Despite Lungren’s campaign to stop it, voters in 1996 passed Proposition 215, legalizing medical marijuana statewide.
Mitulski shut down his marijuana ministry right after the results were announced. But the impact of his efforts was evident: In just over a few months, he had used prayer, music and marijuana to serve a few thousand people in dire need of comfort.
He has only one regret from that period of his life: “That we did all that activism on AIDS care in the ’80s and ’90s, and somehow did not end up with universal health care. Crazy.”
In 2000, Mitulski left the MCC in the Castro where he had served for more than two decades.
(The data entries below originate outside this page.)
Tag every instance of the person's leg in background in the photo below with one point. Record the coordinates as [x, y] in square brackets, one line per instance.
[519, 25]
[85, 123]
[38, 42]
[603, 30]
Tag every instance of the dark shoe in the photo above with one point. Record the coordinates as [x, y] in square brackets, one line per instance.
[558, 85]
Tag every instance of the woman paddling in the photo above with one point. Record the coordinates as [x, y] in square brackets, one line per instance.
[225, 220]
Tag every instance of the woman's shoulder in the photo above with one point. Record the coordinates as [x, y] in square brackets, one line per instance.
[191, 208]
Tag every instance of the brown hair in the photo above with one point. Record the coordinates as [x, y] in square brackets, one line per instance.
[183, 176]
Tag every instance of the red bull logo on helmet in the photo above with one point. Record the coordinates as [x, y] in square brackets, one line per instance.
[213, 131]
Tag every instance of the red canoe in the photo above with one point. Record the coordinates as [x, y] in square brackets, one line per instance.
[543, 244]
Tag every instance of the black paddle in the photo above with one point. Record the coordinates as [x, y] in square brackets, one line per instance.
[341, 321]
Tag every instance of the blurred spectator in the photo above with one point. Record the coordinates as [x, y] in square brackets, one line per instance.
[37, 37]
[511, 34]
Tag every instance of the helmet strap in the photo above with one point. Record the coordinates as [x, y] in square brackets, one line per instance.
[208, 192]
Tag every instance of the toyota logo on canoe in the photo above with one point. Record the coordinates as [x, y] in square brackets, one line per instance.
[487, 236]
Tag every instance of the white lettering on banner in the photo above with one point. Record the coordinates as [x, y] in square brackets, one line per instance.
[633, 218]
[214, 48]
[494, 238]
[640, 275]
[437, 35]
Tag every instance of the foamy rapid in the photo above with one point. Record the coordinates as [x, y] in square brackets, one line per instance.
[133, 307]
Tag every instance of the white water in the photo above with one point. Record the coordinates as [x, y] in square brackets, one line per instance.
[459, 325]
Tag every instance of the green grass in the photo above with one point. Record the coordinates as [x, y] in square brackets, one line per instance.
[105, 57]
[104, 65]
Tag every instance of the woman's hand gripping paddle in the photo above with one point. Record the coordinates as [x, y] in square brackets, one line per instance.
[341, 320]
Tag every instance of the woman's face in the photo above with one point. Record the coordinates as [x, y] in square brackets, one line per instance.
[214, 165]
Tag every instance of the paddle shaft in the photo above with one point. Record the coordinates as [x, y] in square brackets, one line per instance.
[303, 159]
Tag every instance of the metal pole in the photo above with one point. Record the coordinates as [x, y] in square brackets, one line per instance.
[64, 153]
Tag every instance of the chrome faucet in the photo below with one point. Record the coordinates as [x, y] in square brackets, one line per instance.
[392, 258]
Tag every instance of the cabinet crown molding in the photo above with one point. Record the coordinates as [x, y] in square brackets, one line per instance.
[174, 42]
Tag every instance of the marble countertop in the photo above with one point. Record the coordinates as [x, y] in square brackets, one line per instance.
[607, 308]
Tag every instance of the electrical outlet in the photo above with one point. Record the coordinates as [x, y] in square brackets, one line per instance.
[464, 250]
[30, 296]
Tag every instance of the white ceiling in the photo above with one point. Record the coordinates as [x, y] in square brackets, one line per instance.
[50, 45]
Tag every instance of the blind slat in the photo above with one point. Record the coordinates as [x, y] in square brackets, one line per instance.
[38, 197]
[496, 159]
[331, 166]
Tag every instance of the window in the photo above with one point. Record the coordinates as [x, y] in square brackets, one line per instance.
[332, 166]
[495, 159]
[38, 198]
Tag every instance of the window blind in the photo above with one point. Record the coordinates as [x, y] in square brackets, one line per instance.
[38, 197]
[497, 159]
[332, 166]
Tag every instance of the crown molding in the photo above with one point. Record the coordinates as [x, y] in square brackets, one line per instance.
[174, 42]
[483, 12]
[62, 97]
He is now interim senior pastor of Peace United Church of Christ in Duluth, Minnesota, where he continues to push for marijuana legalization and gay rights.
“Let your acts of love guide you, even if it means great risk,” Mitulski said.
He’s still proud, he says, of the work he did at that little church in San Francisco more than 25 years ago.
“I took a risk. I used my body. I acted on a belief that was motivated by my desire to provide healing and comfort for my friends,” he said. “And I didn’t know what else to do that I could do, but this was something I could do. And I did it.”
Mitulski says he wouldn’t hesitate to do it all again.
“The greater the love, the greater the risk, and you will never regret acts of great love,” he said.